Many Love Island viewers may not be aware of some of its best-kept production secrets – from secret holidays to giving contestants a chance to relax with an extensive program of treatments and meals never seen
Love Island is just a few weeks away from making its comeback and will hit our screens almost nightly throughout the summer.
The 2022 series promises a brand new mansion, as well as the usual heated controversies and shocking twists and turns the show has become known for.
The hit ITV reality series many viewers may not know about some of the best-kept production secrets – from secret holidays to giving contestants a chance to relax with leprosy therapy rich and the meals are not visible.
Here’s how Love Island works behind the scenes.
Series three contestant Kem Cetinay previously revealed the cast was given a ‘day off’ on Saturday and a chance to go to the beach – despite strict regulations.
He told This Morning: “They get one day off a week.
“What happens is they give them a day to clean the villa and you take off the mic and normally we go to the beach and relax. Not many people know this. What happens is that when you remove the mic, you are not allowed to talk about anything related to the show.
“You have to talk about family life. You’re being watched by an evil hawk, by the producers because they don’t want you to talk about what’s going on.
“You can all sit and chat but they’re pretty careful about what you say because they want to keep it so everyone at home can watch and watch the video. It’s a rest day after all the games. stress, all the stressful dating, deciding who you like and don’t like.”
In an Instagram Q&A with fans after he left the villa, series seven contestant Hugo Hammond said they get to cook lunch and dinner at the Love Island mansion.
“The food was pretty good, we had a lot of chicken and fish so it was a bit repetitive and they served it by bringing it to the kitchen table and chairs,” he said.
“We’ll eat, we’ll clean, finish it, wash all the dishes ourselves and then they’ll put the tables and chairs away and we’ll go on with our best Island life.”
With lunch and dinner provided to them, the contestants only had to arrange their own breakfast.

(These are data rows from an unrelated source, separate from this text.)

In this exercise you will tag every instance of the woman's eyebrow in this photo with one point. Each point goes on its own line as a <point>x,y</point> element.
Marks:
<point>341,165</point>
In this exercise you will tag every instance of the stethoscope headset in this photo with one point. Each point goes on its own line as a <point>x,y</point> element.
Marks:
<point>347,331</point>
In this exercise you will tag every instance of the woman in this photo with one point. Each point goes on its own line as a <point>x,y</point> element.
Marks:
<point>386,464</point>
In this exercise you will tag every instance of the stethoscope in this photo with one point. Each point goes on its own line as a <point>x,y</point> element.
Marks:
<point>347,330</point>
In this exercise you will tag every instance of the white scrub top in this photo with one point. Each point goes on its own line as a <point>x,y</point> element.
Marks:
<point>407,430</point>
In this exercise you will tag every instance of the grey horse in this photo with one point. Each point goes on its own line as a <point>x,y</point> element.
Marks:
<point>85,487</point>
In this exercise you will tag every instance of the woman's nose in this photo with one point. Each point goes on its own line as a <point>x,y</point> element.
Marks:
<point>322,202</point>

Viewers never see them but there are actually 200 people scattered around the mansion so there’s always one on duty wherever the cast can be.
This gives each islander four days between them.

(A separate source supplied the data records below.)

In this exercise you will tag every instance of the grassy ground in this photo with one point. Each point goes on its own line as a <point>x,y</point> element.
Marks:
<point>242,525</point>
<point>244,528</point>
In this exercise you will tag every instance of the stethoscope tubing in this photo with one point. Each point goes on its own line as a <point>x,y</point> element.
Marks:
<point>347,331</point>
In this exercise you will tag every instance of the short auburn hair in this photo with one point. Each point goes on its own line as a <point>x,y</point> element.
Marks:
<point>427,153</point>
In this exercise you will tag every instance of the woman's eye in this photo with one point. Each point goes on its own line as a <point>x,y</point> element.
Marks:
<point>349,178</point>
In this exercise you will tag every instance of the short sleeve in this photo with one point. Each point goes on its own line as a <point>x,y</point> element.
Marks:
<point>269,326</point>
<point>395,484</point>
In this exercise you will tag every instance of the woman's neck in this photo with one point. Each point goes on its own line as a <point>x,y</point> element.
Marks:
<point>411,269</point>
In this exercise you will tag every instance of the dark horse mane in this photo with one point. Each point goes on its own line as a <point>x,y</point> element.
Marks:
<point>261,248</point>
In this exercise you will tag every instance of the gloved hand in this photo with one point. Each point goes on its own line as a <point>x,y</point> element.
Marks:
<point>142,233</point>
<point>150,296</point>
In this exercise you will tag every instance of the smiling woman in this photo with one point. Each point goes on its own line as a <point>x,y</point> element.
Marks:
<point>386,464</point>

There is no clock in the mansion, which has led some contestants to resort to desperate means to tell the time.
“We never knew the time there,” series six winner Paige Turley told Radio Times. “We tried to calculate the time of the sun, but I don’t think we’ve ever been that good.”
The 2020 islanders seem to have found a way to solve the clockless problem by digitally checking the villa’s oven.
“They were going to take it out of the oven but they kept it for a week or so,” says Finn Tapp. “We counted the time and looked up at the sky and said, ‘The sun’s there. I bet it’s around 11:43 a.m.’ and obviously the producers said, ‘How did they get it right? so? ” “
Series five winner Amber Gill recently revealed that she and Greg O’Shea had an unprecedented big break just days before winning the show.
Speaking to YouTuber Murad Merali, she confirmed that Greg’s temper flared up during the argument.
“Greg and I had the biggest bankruptcy you can imagine as if we didn’t want to know each other,” she said.
“We said, ‘No, we’re not doing this, it’s done,’ it’s a lot.”
Amber added: “We ended up having to break up and then we got back together because we liked each other so much at the time.”
Amber also recently described Love Island’s aftercare for Hello Magazinesays she had to talk to a therapist for an hour and a half before appearing on the show.
She continued: “Even while the show was on, if something bad happened (and I went through a few bad things), you could see one of the members of the show. welfare group.
“If you want to go see them, you have a choice. Then you’ll talk to the very woman you talked to and the welfare team.
“I think of it as a 14 to 18 week therapy program that you get after the program is over when you talk to someone every week.
“Then they try to set you up with an outsider who’s not part of ITV’s welfare group and then go from there. That’s a long time.”